My Ideal Self

I listened to Gala Darling’s Australian events recently, and she spoke some immortal words: What would your ideal self do in this situation? Now go do it. How delicious! This simple piece of advice sent chills down my spine.

This really got me thinking about all the times I act in a way that is contradictory to what I want in the long run. All the browsing I’ve done online, all the time I’ve convinced myself that I have writer’s block when, really, I know that I’m just insecure about making myself visible to others.

So I got to know my ideal self a little bit. Naturally, self knows herself and where she wants to go. She also knows what’s best for her, especially if others contradict her. She is not a people-pleaser, but she is generous and generally delightful.

Thus far, I’ve been asking myself this question for fairly mundane things, such as how I spend my downtime and the way I act in social situations. My ideal self has proved to be more motivated than I am, as well as less anxious. She also makes a great smoothie.

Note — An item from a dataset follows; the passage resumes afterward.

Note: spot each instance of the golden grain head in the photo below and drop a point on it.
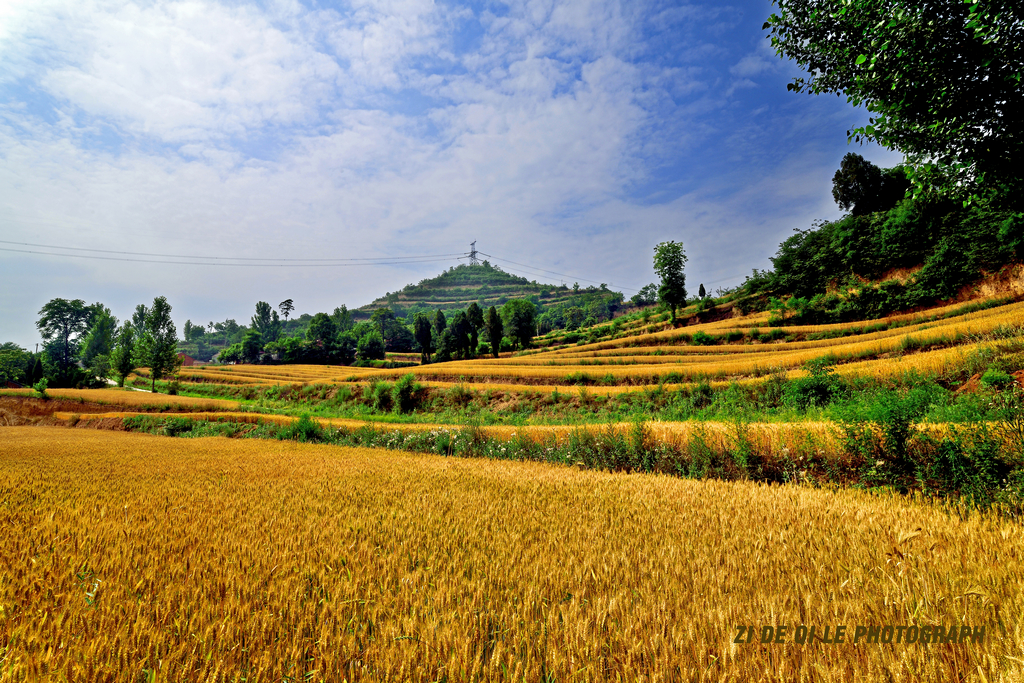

The ideal self is not to be confused with the fantasy self. The fantasy self is often impractical, greedy and willing to do all the things – particularly the things that your ideal self knows are ridiculous or even harmful. This construction usually leaves us feeling burnt out, committed to things we don’t like and, in my case, broke. My fantasy self has the wardrobe of a socialite and loads of quirky vintage furniture that no one ever uses.

In minimising the amount of stuff I have, I know that I will be escorting my fantasy self (lovingly) out the door, along with all her baggage. Perhaps she’ll take up residence in some Parisian garret, hosting parties for artist friends and enjoying those heels she can’t walk in. This is to make way for my ideal self, who would rather like a larger space to do yoga and hates being confronted with clothes she doesn’t wear.

My ideal self is also a woman of independent means. I’m rather looking forward to her telling me how to accomplish that for her.